How to Implement Network DTN Architectures in NS2

To implement the Delay Tolerant Network (DTN) architectures using the simulation tool NS2 which require to encompass, simulating networks with intermittent connectivity in which the nodes may not always have end-to-end paths for data delivery. This architectures depends on the store-and-forward mechanisms to send the data over the network including possible long delays among the nodes. To execute the DTN architectures within NS2, we require to replicate the node mobility, message (bundle) forwarding, buffer management, and routing approaches suited for DTNs. We deliver essential steps to execute it in NS2:

Key Components of DTN Architectures:

  1. Store-and-Forward: These nodes are store messages (bundles) up to a connection to the next hop is obtainable, then send the data.
  2. Intermittent Connectivity: This connectivity among the nodes are not constantly continuous, also routes might only become obtainable intermittently.
  3. Buffer Management: These nodes are handle the buffer space to store data up to it can be sent to the next node.
  4. Routing Protocol: DTN-specific routing protocols such as Epidemic Routing, Spray-and-Wait, or Prophet Routing can be executed for routing messages in intermittent situations.
  5. Mobility Models: DTNs frequently include the node mobility in which nodes are move in and out of every other’s communication range.

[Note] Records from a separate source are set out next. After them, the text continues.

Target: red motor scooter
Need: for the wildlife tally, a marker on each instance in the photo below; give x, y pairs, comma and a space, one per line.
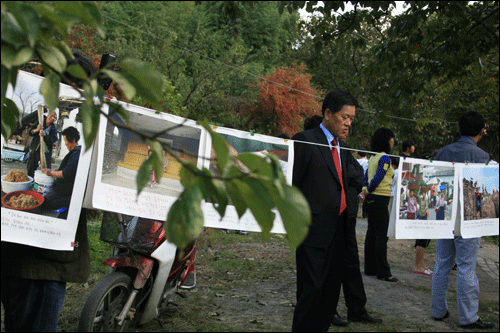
146, 272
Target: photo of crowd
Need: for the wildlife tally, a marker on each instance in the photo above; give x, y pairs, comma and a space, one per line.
426, 192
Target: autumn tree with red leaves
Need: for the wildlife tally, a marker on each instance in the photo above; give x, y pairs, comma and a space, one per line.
285, 99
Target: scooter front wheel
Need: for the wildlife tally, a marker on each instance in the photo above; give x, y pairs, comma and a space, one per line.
105, 303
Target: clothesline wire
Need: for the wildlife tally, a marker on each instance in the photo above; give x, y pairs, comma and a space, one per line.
244, 71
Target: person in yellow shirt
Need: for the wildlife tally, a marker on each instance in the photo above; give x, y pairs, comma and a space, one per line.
377, 194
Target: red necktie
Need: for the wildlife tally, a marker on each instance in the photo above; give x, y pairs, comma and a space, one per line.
336, 160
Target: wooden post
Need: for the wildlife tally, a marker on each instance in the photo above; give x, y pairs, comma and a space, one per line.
43, 163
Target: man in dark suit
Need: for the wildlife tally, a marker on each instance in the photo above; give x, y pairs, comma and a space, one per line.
320, 172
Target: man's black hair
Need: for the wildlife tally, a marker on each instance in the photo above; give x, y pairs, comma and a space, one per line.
407, 144
71, 133
85, 63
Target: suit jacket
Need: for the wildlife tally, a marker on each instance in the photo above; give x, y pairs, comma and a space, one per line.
315, 175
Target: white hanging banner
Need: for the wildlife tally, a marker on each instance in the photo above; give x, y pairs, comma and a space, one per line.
432, 185
479, 199
121, 152
44, 229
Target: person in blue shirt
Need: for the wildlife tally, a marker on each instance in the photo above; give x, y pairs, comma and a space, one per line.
60, 195
465, 150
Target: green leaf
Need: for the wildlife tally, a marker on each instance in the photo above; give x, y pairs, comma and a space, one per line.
85, 11
90, 122
10, 113
77, 71
50, 90
295, 213
260, 203
127, 87
185, 218
188, 178
23, 56
9, 54
62, 25
237, 198
257, 164
12, 32
219, 194
27, 18
147, 82
121, 111
156, 158
143, 175
52, 57
220, 147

 Steps to Implement DTN Architectures in NS2

  1. Simulate Node Mobility: Describe the mobility patterns for nodes within NS2 to make dynamic and intermittent connectivity.
  2. Implement Store-and-Forward Mechanism: To replicate the store-and-forward mechanism to manage the intermittent connections.
  3. Buffer Management: Execute logic for nodes to store bundles in buffers and send them while a connection is obtainable.
  4. Routing Strategy: We can use a DTN routing protocol, like Epidemic Routing, to spread messages via the network by forwarding them to several nodes.
  5. Custody Transfer (Optional): Execute the custody transfer in which an intermediate node takes responsibility for distributing the message.

Example: Simulating a Basic DTN Architecture in NS2

This specimen establishes how to execute a basic DTN architecture in NS2, with node mobility, store-and-forward message forwarding, and buffer management.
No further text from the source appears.